Tey is actively working on providing identity-registration on the Blockchain and inspired us with his out-of-the-box solution to the global lack of birth-certificates.
When Tey was in Ghana, he saw the local building where official local information was stored. A wooden building with endless shelves filled with paper. When he asked how these documents were protected, the tenant answered ‘We pray to God’.
In situations where documents are vulnerable to off-the-record adjustments, or when there is a risk of losing them, recording those on the Blockchain might be a solution. Bureaucratic processes of applying, checking and validating documents could be arranged by Blockchain. Why would a brand-new father need to walk for hours for a birth-certificate when it is possible for the midwife to register the baby through 3G in a system that will never forget his or her existence? In addition, for many refugees, a secured identity on the Blockchain will positively influence their search for exile. On the flip side, history taught us that a detailed storage of identity can have negative counter-effects… It is important not to treat the Blockchain as the holy grail, but to remain critical!

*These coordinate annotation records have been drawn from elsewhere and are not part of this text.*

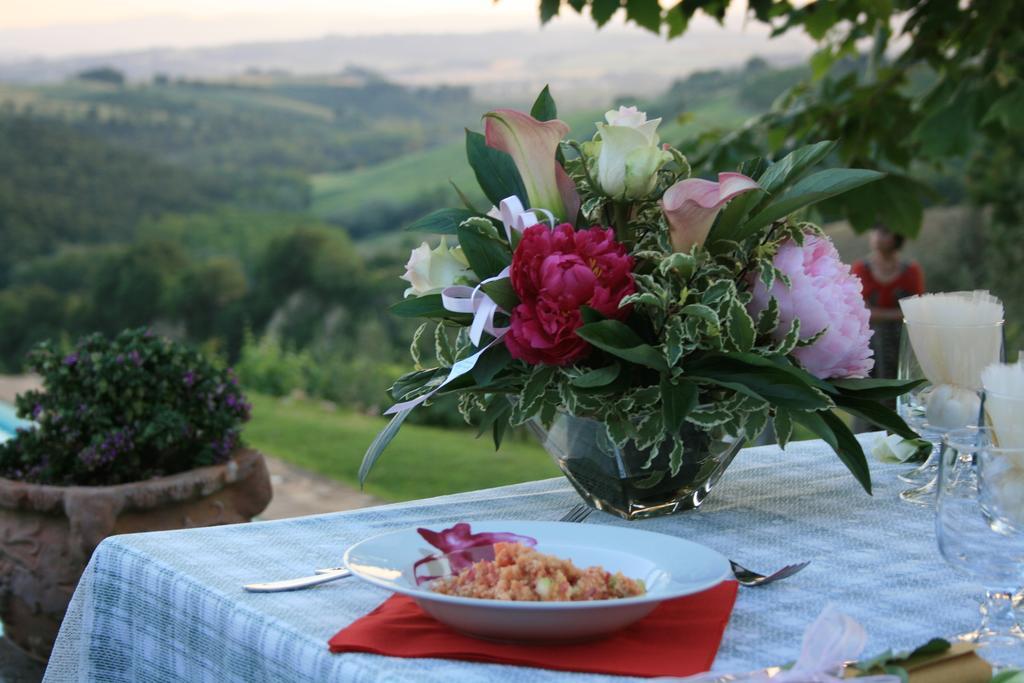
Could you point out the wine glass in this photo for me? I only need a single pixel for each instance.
(956, 353)
(980, 529)
(910, 407)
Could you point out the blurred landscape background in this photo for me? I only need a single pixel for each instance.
(250, 195)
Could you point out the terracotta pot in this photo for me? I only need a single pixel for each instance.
(47, 534)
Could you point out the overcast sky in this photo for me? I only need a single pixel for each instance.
(58, 28)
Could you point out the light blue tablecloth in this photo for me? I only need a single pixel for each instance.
(169, 606)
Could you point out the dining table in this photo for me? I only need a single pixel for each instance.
(170, 606)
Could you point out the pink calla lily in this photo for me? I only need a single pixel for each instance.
(532, 144)
(690, 206)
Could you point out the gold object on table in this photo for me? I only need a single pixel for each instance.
(957, 665)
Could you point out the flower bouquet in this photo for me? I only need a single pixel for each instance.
(642, 323)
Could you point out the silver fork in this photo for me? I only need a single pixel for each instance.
(328, 574)
(743, 575)
(749, 578)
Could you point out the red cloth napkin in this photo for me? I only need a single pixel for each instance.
(679, 638)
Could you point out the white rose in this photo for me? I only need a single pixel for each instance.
(629, 155)
(431, 270)
(893, 449)
(949, 407)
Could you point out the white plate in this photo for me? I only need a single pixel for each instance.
(671, 567)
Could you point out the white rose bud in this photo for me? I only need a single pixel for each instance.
(949, 407)
(431, 270)
(893, 449)
(629, 155)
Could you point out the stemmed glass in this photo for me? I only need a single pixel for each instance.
(910, 407)
(980, 529)
(961, 350)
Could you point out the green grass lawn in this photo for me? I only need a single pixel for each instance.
(421, 462)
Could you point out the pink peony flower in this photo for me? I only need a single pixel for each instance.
(555, 272)
(824, 294)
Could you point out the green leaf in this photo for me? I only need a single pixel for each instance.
(620, 340)
(649, 431)
(726, 227)
(381, 442)
(442, 346)
(442, 221)
(768, 319)
(620, 431)
(810, 190)
(492, 361)
(646, 13)
(678, 398)
(1007, 111)
(834, 431)
(428, 305)
(486, 256)
(498, 431)
(414, 346)
(934, 646)
(591, 314)
(896, 201)
(791, 168)
(503, 294)
(532, 390)
(773, 384)
(544, 108)
(706, 313)
(676, 457)
(876, 413)
(674, 335)
(495, 170)
(498, 410)
(549, 9)
(597, 378)
(602, 10)
(875, 388)
(676, 20)
(740, 327)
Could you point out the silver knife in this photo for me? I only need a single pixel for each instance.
(322, 577)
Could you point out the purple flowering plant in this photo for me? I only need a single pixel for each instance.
(131, 408)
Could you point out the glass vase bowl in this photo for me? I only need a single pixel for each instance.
(613, 479)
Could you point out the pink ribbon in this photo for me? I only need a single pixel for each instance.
(829, 642)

During the afternoon, it was often questioned how to overcome the difficulties on human-digital transaction: at some point the analogue information should be transferred to the digital network. How to make sure that this transaction is trustworthy? One still needs to trust the midwife to fill in the correct weight of the baby. Who has the power to proof documents to be ‘correct’?
Even though Blockchain is a digital network, real people have to put the information on the Blockchain, and real people have to give the first approval. How to transfer human-activity into the Blockchain remains a difficult question. However, trusting human activity is something we now rely on too and is hard to replace completely.